Elle soupira. Elle ne s’était pas aperçue qu’elle avait retenu sa respiration.
— Dans ce cas, dit-elle lentement, ce que nous demandons n’est pas exagéré. Supposons que le vaisseau en panne contienne quelque chose dont la Perversion ait besoin, ou qu’elle ait des raisons de redouter. Il est probable, dans ce cas, qu’elle se doute de son existence et qu’elle surveille attentivement les communications en ultrabande dans cette partie du Fin Fond. Une expédition de secours l’attirerait immanquablement là-bas. Et ce serait un véritable suicide pour l’équipage. Sans compter que la Gale en sortirait encore plus puissante.
— Et alors ?
Ravna donna un grand coup de poing sur sa boîte de données. Toutes ses résolutions de se montrer patiente s’étaient envolées.
— Et alors l’Organisation Vrinimi demande au Vieux de l’aider à monter une expédition contre laquelle la Gale soit impuissante !
Pham Nuwen se contenta de hocher la tête.
— Voyons, Ravna… Vous êtes en train de parler d’une expédition au Fin Fond de l’En delà. Comment voudriez-vous qu’une Puissance puisse vous donner la main dans ces régions ? Même un Émissaire Spécial serait en grande partie livré à lui-même.

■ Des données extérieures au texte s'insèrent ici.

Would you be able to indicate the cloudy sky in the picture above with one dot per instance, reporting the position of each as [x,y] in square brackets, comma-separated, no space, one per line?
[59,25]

— Ne vous faites pas plus borné que vous ne l’êtes réellement, Pham Nuwen. Le désavantage serait exactement le même pour la Perversion. Tout ce que nous vous demandons, c’est du matériel fabriqué dans la Transcendance, spécialement conçu pour ces profondeurs et fourni en quantités substantielles.
— Borné ? répéta Pham Nuwen en se redressant à demi, le fantôme d’un sourire demeurant sur son visage. C’est sous cette forme que vous vous adressez normalement à une Puissance ?
Il n’y a pas si longtemps, j’aurais préféré mourir plutôt que de m’adresser à une Puissance de quelque manière que ce soit.
Elle se pencha en arrière, laissant paraître sur ses lèvres sa propre version d’un sourire indolent.
— Vous avez une ligne directe avec votre dieu, mon vieux, mais laissez-moi vous dire un petit secret. Je sais parfaitement voir si elle est ouverte ou fermée.
— Ah ? Et peut-on savoir de quelle manière ?
Le ton était celui de la curiosité polie.
— Pham Nuwen, quand il est lui-même, est quelqu’un de brillant et d’orgueilleux, à peu près aussi subtil qu’un coup de matraque sur la tête.
Pensant aux moments intimes qu’ils avaient passés ensemble, elle ajouta :
— Je ne commence à m’inquiéter un peu que lorsque l’arrogance et les fines remarques disparaissent.
— Hum… Votre logique est un peu faible. Si le Vieux me contrôlait en direct, il pourrait tout aussi bien jouer au borné que… (il pencha de côté la tête) à l’homme de vos rêves.
Ravna serra les dents.
— Possible, répliqua-t-elle. Mais mon patron a bien voulu m’aider un peu. Il m’a donné accès aux données concernant l’utilisation de nos transmetteurs. Et en ce moment même, ajouta-t-elle en se penchant sur sa boîte de données, votre Vieux reçoit moins de dix kilo-octets par seconde du Relais en tout et pour tout. Ce qui signifie, mon ami, que vous n’êtes pas télécommandé. Tous les comportements de malotru que je constaterai aujourd’hui, je les attribuerai au vrai Pham Nuwen.